Fortunatamente, selezionare queste opzioni (e altre) nell’app è molto più semplice che usare le combinazioni di tasti del Model D, e una serie di semplici menu ti permette di determinare cose come la forma d’onda LFO, il comportamento dei tasti, le modalità monofonica e polifonica, le destinazioni velocity e aftertouch e così via. D’altra parte, c’è molto stipato nella GUI e, poiché Moog ha scelto di fare un’accurata imitazione del pannello di controllo hardware piuttosto che un’approssimazione con manopole e interruttori più grandi, può essere un po’ scomodo da programmare. Per aiutare con questo, c’è una modalità di regolazione fine per le manopole; toccare la rappresentazione della cassa di legno mentre si gira la manopola e tutto diventa più facile da controllare.
Così com’è giocare? Inevitabilmente, suonare una app è diverso dallo stare dietro 20 kg di legno e metallo iconici, ma le differenze non sono così grandi come si potrebbe immaginare. Ogni controllo sull’app Model D può essere assegnato a un MIDI CC, quindi, con un controller MIDI con un’adeguata selezione di manopole e interruttori, puoi controllare l’app come faresti con l’originale.

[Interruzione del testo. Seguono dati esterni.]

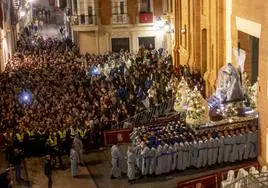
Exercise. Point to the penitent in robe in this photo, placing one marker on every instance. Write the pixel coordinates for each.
(210, 144)
(185, 156)
(242, 146)
(205, 153)
(234, 153)
(116, 161)
(221, 147)
(228, 148)
(158, 169)
(180, 156)
(145, 154)
(254, 145)
(131, 161)
(215, 150)
(174, 157)
(199, 160)
(152, 161)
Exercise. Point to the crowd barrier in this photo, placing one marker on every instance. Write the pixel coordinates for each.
(2, 141)
(214, 179)
(116, 136)
(146, 115)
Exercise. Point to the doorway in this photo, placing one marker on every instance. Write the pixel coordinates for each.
(250, 45)
(204, 51)
(119, 44)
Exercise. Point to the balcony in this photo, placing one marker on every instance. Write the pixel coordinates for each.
(119, 19)
(84, 23)
(146, 17)
(84, 20)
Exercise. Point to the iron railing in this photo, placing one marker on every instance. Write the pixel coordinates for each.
(250, 181)
(84, 20)
(119, 19)
(147, 115)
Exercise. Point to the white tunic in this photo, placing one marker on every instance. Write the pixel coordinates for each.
(145, 161)
(131, 160)
(116, 161)
(152, 161)
(180, 156)
(159, 160)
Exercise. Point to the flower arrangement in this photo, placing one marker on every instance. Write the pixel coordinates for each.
(181, 96)
(253, 96)
(197, 108)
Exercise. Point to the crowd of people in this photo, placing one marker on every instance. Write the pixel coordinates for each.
(161, 149)
(50, 91)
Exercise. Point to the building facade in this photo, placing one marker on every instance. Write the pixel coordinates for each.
(98, 26)
(200, 36)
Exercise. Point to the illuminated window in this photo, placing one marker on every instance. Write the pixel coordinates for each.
(119, 6)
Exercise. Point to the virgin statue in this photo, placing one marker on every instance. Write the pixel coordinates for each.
(229, 85)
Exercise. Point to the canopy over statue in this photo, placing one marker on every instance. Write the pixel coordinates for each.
(229, 84)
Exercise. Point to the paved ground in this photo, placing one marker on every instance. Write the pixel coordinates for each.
(96, 174)
(51, 30)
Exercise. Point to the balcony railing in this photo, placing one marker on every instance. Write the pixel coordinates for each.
(119, 19)
(84, 20)
(146, 17)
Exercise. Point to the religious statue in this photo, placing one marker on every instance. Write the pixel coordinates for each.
(181, 96)
(229, 84)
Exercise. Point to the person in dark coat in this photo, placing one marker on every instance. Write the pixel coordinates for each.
(48, 170)
(16, 161)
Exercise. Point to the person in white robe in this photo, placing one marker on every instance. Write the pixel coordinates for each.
(215, 150)
(145, 154)
(169, 158)
(138, 157)
(234, 142)
(221, 147)
(180, 156)
(185, 156)
(165, 158)
(116, 162)
(195, 153)
(74, 161)
(240, 182)
(229, 180)
(174, 156)
(242, 143)
(131, 161)
(210, 144)
(205, 152)
(254, 143)
(200, 153)
(254, 172)
(78, 146)
(152, 161)
(228, 147)
(248, 144)
(264, 174)
(159, 159)
(191, 153)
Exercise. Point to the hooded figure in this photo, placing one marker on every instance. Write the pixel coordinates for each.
(116, 162)
(74, 157)
(78, 146)
(131, 160)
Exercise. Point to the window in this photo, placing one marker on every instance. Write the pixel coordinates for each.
(119, 7)
(145, 6)
(90, 15)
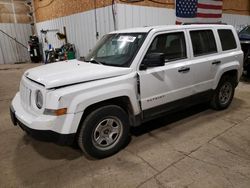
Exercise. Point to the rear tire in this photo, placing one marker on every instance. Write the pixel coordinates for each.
(104, 132)
(224, 93)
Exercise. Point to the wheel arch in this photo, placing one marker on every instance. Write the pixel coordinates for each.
(233, 73)
(121, 101)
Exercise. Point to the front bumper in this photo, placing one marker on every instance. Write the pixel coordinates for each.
(44, 135)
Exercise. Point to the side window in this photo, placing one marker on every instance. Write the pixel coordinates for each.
(173, 46)
(227, 39)
(203, 42)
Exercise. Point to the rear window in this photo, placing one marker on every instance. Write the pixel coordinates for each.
(227, 39)
(203, 42)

Aggiungete velocity e aftertouch, e prendetevi un momento per dire ‘grazie’ agli ingegneri di Moog Music per la bassa latenza, e avrete un synth dalle prestazioni molto decenti. Accetto che non sarà la tazza di tè di tutti, e non c’è dubbio che gli i-thingy possono essere complicati per un uso serio ma, se programmate i vostri suoni in anticipo (potete salvare e ricaricare patch e banchi di patch) e usate i controller per controllarli (come dovreste) troverete che avete un Minimoog molto usabile. Hmm… molto utilizzabile a meno che non vogliate fare cose cattive come usare una manopola per spazzare la frequenza di taglio del filtro come parte di una performance dal vivo, a quel punto la quantizzazione del MIDI risulterà in uno zippering. Ma questa è una limitazione del MIDI, non qualcosa di specifico dell’applicazione Model D.

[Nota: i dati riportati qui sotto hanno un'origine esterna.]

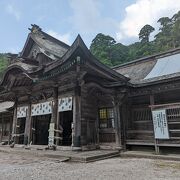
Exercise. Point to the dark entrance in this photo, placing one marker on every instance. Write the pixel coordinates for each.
(40, 129)
(66, 119)
(20, 130)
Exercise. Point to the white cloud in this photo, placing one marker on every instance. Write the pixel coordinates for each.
(62, 37)
(13, 11)
(87, 17)
(145, 12)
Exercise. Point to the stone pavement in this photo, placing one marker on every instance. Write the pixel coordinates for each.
(64, 155)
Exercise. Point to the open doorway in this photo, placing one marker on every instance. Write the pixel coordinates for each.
(21, 129)
(40, 129)
(66, 119)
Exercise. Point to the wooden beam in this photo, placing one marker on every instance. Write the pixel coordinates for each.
(28, 126)
(76, 131)
(152, 102)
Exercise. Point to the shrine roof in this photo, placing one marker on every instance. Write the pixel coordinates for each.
(152, 69)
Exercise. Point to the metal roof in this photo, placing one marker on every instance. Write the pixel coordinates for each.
(165, 66)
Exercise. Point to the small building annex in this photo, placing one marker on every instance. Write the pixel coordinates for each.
(53, 93)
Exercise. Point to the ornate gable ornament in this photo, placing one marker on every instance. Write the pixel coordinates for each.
(35, 28)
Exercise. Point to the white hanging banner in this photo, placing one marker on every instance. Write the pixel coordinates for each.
(22, 111)
(41, 108)
(51, 134)
(160, 124)
(65, 104)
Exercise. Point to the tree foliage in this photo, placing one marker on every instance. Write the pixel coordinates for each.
(145, 32)
(4, 62)
(111, 53)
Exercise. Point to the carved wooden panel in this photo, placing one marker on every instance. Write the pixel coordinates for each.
(22, 111)
(41, 108)
(65, 104)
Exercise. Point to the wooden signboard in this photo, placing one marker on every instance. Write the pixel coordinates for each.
(51, 134)
(160, 124)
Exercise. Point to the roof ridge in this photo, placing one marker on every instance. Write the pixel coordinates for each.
(148, 57)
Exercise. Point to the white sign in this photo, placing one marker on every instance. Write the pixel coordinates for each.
(51, 134)
(160, 124)
(22, 111)
(65, 104)
(41, 108)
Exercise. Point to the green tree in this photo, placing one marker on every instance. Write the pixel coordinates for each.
(101, 48)
(4, 62)
(145, 32)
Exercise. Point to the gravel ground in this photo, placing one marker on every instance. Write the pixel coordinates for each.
(13, 167)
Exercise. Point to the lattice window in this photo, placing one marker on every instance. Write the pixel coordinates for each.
(106, 118)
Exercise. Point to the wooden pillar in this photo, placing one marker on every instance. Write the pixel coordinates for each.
(1, 128)
(14, 123)
(117, 123)
(76, 130)
(28, 126)
(155, 140)
(55, 114)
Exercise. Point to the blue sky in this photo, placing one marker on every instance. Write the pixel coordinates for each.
(64, 19)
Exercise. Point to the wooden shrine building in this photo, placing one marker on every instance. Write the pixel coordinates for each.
(53, 93)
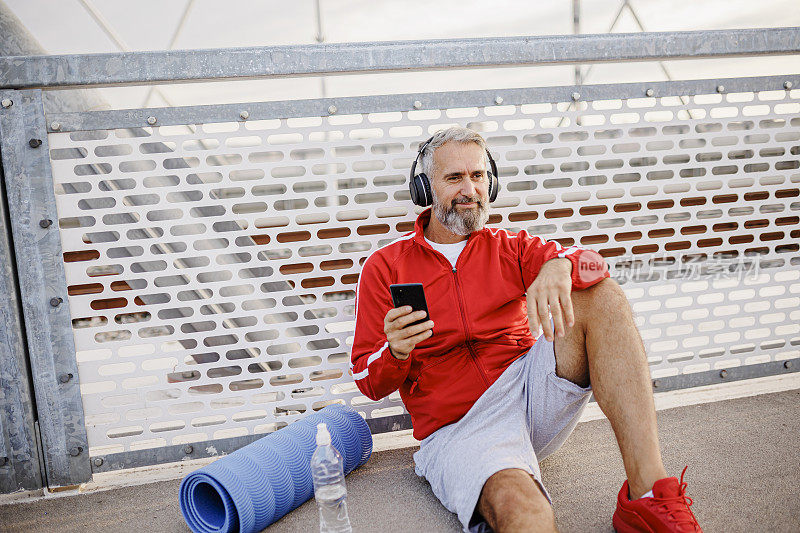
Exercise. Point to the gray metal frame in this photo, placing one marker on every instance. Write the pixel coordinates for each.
(43, 289)
(204, 114)
(303, 60)
(19, 454)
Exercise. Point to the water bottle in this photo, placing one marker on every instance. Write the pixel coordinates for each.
(327, 471)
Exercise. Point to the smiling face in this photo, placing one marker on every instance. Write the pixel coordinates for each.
(460, 188)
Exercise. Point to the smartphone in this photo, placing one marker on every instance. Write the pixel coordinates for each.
(410, 294)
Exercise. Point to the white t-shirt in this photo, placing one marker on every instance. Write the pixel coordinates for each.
(450, 251)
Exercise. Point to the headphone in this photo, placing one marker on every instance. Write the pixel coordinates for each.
(420, 186)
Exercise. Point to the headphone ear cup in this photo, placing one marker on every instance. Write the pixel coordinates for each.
(426, 197)
(420, 190)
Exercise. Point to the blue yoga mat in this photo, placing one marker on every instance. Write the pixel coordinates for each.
(256, 485)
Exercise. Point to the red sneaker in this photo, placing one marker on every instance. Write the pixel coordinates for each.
(667, 512)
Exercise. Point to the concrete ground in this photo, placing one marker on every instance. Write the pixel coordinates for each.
(744, 475)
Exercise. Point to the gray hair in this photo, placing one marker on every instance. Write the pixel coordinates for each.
(452, 134)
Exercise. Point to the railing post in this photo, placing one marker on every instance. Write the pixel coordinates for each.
(19, 453)
(42, 288)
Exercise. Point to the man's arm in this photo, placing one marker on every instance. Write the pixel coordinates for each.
(380, 359)
(556, 271)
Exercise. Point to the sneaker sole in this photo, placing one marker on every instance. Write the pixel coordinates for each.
(624, 527)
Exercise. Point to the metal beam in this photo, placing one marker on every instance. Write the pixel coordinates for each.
(19, 451)
(133, 68)
(43, 287)
(205, 114)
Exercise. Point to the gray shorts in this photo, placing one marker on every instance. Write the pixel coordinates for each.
(525, 415)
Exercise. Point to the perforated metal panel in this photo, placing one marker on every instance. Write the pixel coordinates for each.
(212, 267)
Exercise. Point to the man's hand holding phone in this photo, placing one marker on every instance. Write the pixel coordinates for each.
(402, 337)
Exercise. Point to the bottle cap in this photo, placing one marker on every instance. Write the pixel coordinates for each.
(323, 435)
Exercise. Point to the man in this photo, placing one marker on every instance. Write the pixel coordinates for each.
(486, 400)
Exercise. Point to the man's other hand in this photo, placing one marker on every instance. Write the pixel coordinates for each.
(402, 339)
(551, 290)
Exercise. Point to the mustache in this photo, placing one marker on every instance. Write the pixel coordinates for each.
(466, 200)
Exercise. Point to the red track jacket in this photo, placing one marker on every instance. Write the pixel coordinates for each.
(478, 308)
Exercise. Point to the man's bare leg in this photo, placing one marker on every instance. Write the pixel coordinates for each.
(511, 500)
(605, 345)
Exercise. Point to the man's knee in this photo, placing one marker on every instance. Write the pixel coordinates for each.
(509, 492)
(604, 297)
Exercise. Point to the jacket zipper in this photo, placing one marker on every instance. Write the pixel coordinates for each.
(471, 350)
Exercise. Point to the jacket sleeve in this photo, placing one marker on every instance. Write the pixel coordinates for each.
(588, 266)
(376, 372)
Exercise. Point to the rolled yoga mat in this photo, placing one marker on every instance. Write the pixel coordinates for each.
(256, 485)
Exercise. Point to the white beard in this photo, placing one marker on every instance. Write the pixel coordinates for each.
(461, 222)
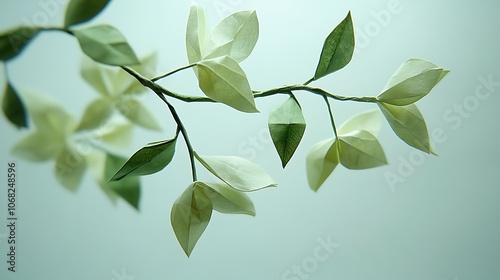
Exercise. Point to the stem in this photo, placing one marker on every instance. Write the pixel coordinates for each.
(160, 93)
(332, 119)
(173, 72)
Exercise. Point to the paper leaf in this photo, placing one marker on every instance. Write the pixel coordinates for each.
(138, 114)
(128, 188)
(235, 36)
(337, 49)
(320, 162)
(414, 79)
(105, 44)
(239, 173)
(223, 80)
(69, 168)
(190, 216)
(96, 114)
(79, 11)
(361, 150)
(286, 126)
(370, 121)
(227, 200)
(14, 41)
(148, 160)
(13, 107)
(408, 124)
(196, 33)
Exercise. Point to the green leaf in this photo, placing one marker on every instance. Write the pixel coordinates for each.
(239, 173)
(196, 33)
(321, 161)
(286, 126)
(14, 41)
(105, 44)
(190, 216)
(337, 49)
(235, 36)
(128, 188)
(370, 121)
(138, 114)
(361, 150)
(408, 124)
(69, 168)
(96, 114)
(227, 200)
(79, 11)
(223, 80)
(13, 107)
(148, 160)
(414, 79)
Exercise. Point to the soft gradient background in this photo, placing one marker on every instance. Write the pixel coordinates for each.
(441, 223)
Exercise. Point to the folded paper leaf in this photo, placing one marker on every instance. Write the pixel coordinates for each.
(337, 50)
(223, 80)
(235, 36)
(408, 124)
(128, 188)
(190, 216)
(105, 44)
(14, 41)
(148, 160)
(321, 161)
(239, 173)
(414, 79)
(13, 107)
(286, 126)
(227, 200)
(79, 11)
(361, 150)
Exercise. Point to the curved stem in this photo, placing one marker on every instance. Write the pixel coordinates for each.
(173, 72)
(332, 119)
(160, 93)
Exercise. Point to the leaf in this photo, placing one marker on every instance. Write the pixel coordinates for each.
(105, 44)
(13, 107)
(370, 121)
(148, 160)
(337, 49)
(361, 150)
(14, 41)
(321, 161)
(69, 168)
(227, 200)
(128, 188)
(239, 173)
(223, 80)
(96, 114)
(408, 124)
(196, 33)
(138, 114)
(190, 216)
(79, 11)
(235, 36)
(414, 79)
(286, 126)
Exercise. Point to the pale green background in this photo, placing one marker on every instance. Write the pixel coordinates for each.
(442, 222)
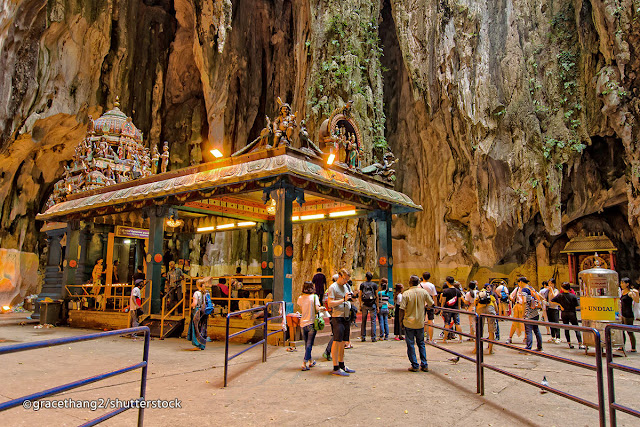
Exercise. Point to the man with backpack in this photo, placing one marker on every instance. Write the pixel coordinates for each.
(433, 292)
(368, 305)
(451, 298)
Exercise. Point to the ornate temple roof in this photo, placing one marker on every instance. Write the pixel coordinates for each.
(115, 122)
(252, 172)
(589, 244)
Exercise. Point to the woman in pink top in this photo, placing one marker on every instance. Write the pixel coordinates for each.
(309, 307)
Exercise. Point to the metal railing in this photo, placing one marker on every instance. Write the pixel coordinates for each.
(447, 330)
(481, 365)
(599, 406)
(164, 316)
(69, 386)
(100, 301)
(611, 366)
(265, 335)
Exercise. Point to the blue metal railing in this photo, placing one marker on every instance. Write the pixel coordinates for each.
(265, 335)
(446, 330)
(69, 386)
(613, 406)
(478, 360)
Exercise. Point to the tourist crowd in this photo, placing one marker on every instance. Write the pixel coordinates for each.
(420, 303)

C’erano solo altri due problemi degni di nota. In primo luogo, anche in modalità Classic contour, non è possibile far aprire ulteriormente il filtro o aumentare il guadagno del VCA suonando rapidamente. Questo è un peccato perché, per quanto sottile sia l’effetto, aggiunge molto al carattere degli assoli suonati sui Minimoog, quindi spero che venga aggiunto in una futura revisione. In secondo luogo, c’è un po’ di aliasing all’estremità superiore, anche se questo è caduto nel regno delle cose che ho dovuto cercare, non un problema che si è verificato quando stavo effettivamente giocando l’app.
In conclusione, questa è una grande emulazione del Minimoog Model D, ed è un valore incredibile. Certo, non è possibile collegarlo a un sistema analogico modulare, e manca un ingresso di segnale esterno, ma questi sono piccoli prezzi da pagare per tutti gli extra, soprattutto perché si sta risparmiando il 99,6% del prezzo dell’originale. Allora, quando vedremo il Model D sui nostri computer portatili e desktop? Non presto, temo. Moog Music è stata onesta sul fatto che, mentre hanno un’esperienza significativa nella creazione di app per iOS, hanno risorse limitate da gettare in un intero nuovo flusso di sviluppo di plug-in AAX/VST/AU. Nel frattempo, posso solo concludere usando una frase esecrabile amata dai miei amici americani. A sole 10 sterline, l’app Model D è un “no brainer”.